The payroll services, however, charge SUI at 6.2% and reset the cap for each project. They could essentially charge SUI on the entire $100,000 in the example above if the employee worked on as many as 14 projects – not entirely likely, but some crew and cast day players could easily work on 14 project in a single year. It is not uncommon for an average crew member to work on 8-10 projects in a year and the payroll services will collect up to the cap on EVERY single one.
Here is a very realistic example: if I’m producing Show A, for example, and the next producer is producing Show B, and another Show C; and there’s an employee; a driver working on all three shows. If all three shows use the same payroll service, the payroll service will charge the full SUI cap on all three shows for that employee. That is SUI, at 6.2%, collected from three producers, on three projects, totaling $21,000, but a payroll service’s state obligation is only 6.2% based on $7,000.

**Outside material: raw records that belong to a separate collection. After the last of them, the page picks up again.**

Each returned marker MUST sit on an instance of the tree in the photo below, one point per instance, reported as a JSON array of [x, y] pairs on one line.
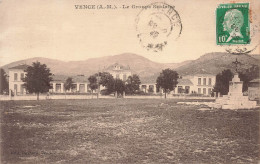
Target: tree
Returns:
[[167, 80], [93, 82], [37, 79], [119, 86], [133, 83], [222, 82], [107, 80], [4, 87], [68, 84]]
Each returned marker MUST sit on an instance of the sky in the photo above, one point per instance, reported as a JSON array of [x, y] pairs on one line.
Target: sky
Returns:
[[55, 29]]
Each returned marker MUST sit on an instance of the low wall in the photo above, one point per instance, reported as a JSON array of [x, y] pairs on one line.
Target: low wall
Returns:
[[57, 97]]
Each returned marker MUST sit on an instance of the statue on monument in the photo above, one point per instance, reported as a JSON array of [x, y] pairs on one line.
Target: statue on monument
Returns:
[[235, 98]]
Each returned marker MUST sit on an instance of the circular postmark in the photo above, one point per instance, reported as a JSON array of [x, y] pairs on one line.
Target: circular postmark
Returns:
[[254, 40], [156, 24], [237, 28]]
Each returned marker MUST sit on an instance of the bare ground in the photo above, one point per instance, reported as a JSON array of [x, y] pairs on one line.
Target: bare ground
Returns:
[[126, 131]]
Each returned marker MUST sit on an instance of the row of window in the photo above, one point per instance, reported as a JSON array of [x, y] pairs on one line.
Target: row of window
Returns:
[[22, 89], [16, 76], [204, 81], [124, 77], [204, 90]]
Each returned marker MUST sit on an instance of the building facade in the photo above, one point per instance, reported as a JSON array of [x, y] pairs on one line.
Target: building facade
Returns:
[[119, 71], [199, 84]]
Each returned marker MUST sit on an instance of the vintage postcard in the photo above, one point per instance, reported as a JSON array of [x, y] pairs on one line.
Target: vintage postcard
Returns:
[[141, 81]]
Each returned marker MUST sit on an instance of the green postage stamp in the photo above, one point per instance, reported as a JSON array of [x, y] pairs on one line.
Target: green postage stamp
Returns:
[[233, 26]]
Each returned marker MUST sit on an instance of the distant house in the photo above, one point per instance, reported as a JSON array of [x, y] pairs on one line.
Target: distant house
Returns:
[[16, 74], [198, 83], [119, 71], [254, 89], [80, 85]]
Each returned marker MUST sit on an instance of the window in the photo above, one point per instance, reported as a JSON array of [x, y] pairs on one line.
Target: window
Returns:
[[15, 76], [209, 91], [22, 76], [15, 87], [180, 89], [21, 88], [204, 81], [209, 81], [204, 91], [187, 89], [199, 81], [124, 77]]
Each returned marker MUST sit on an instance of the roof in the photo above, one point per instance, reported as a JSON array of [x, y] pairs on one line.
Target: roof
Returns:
[[22, 66], [117, 67], [255, 81], [75, 79], [184, 82]]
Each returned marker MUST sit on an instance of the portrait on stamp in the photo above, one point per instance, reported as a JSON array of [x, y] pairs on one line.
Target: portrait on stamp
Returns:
[[129, 81], [233, 25]]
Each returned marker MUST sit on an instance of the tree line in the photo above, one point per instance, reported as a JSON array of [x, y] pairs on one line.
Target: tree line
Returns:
[[38, 78]]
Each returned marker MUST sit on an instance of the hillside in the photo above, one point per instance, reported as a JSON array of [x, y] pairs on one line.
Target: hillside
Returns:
[[138, 64], [148, 70], [216, 62]]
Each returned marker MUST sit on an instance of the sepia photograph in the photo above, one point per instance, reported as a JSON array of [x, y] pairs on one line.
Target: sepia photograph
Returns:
[[141, 81]]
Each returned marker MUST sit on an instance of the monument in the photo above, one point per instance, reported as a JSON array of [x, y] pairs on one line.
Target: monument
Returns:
[[235, 98]]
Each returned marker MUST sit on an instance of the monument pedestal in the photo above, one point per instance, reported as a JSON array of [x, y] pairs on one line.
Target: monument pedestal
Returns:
[[235, 98]]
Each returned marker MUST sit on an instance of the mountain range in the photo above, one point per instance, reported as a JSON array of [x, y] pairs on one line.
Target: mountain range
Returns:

The average crew member works an excess of 50 hours each week and they earn around $40 per hour. They hit the $7,000 cap within a week or two (three at the most) for the entire year. That happens pretty fast and offers plenty of opportunity for payroll to collect on more than one show for the same employee.
Payroll services take advantage of the fact that most executives who make decisions about how to process payroll are inexperienced and don’t really understand how payroll works. The executives just know that if they run a budget, they have to put in a certain percentage for FICA, FUI, SUI, workers’ compensation, handling fees, and a percentage or a flat fee for the guilds and unions. These executives know that those payments cap but they don’t know that they cap only once for the employer of record per year so they are cheated into paying across multiple projects.
A producer will typically hire the same people over and over from one project to the next, especially those in the upper echelons. If you work with a particular employee on all three shows in the above example, the payroll service will charge fringes for that employee on each project. They will collect and reset the SUI cap for each project.
As far as we can tell, the industry payroll services are making anywhere from 4% to 6% of aggregate payroll from overcharging SUI, gouging on worker’s compensation and handling fees. Do you think a vendor, making mostly automated calculations for contributions and withholding, should be entitled to a percentage of your spend?
Even if my guess of how much the payroll services are pocketing is incorrect (4% to 6%), it is dishonest to say you are taking money destined for the state and keeping a portion of that money to run your business or profit from this kind of deception. The payroll services are running a dishonest business.
They do it for one simple reason: if the producers knew they were charging more than the 1.5% handling fee, they would explode with an expletive laced tirade.